I hear a lot of talk about refactoring code to make it better. Unfortunately, I see a lot of developers re-writing code to make it better. There is a difference.

Refactoring has a specific definition. When you refactor, you change the code in a way that is behavior preserving. That means that you aren’t adding error handling. That is a behavior change. Some performance changes might be behavior preserving, but some aren’t.

In Refactoring by Martin Fowler, he provides a number of refactorings - behavior preserving transformations. Many of these transformations are available in modern IDEs to make it easier. One major reason that these can be automated is that they are strictly structural changes to the code.

So what?

Now, besides this being a pet peeve, why should we care whether we call it re-writing or refactoring? I can think of two reasons.

The technical reason we should care is that the process for handling the change should be different. If you are refactoring code, you should have adequate tests to ensure that you don’t break anything. After all, a behavior-preserving change that causes a test to fail is probably due to a typo, or similarly obvious problem. Refactoring is fairly safe in that way. The red-green-refactor approach works because you got tests to pass, and now you can worry about structure, speed, and non-behavioral properties of the software.

On the other hand, if you are re-writing code, the risk that you are going to break something is much larger. In code that you wrote an hour ago, the difference might not be a big deal. However, if we are talking about existing code that you want to change before adding new functionality, you might be wreaking havoc. How good is the test coverage in that code? Is it defect prone? It might be a good idea to add a code review and/or some extra QA before you make any changes.

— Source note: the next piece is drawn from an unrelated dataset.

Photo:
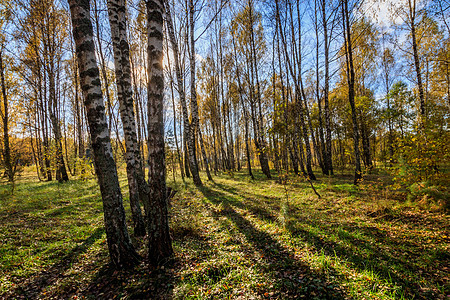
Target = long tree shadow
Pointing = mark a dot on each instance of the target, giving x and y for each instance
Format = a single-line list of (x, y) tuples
[(390, 265), (293, 278), (35, 284), (362, 245)]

The organizational reason we should care is that it gives refactoring a bad name. I have heard competent managers complain about refactoring efforts. They cite changes that result in major regression fallout and cause schedule delays. As these problems recur, you hear questions about why we should be refactoring at all. We just wrote that code, why should we have to refactor it? Why didn’t we do it right the first time? This is obviously the wrong attitude to have about refactoring. We should be refactoring continuously. The cause, however, is not just a lack of education on the managers’ parts, but also a lack of clarity about the nature of the change.

Obviously, the title has a click-bait aspect to it. I strongly believe that refactoring should be done on a continous basis. It is equally important that we identify when we are re-designing, re-architecting, or re-writing the code and make that distinction.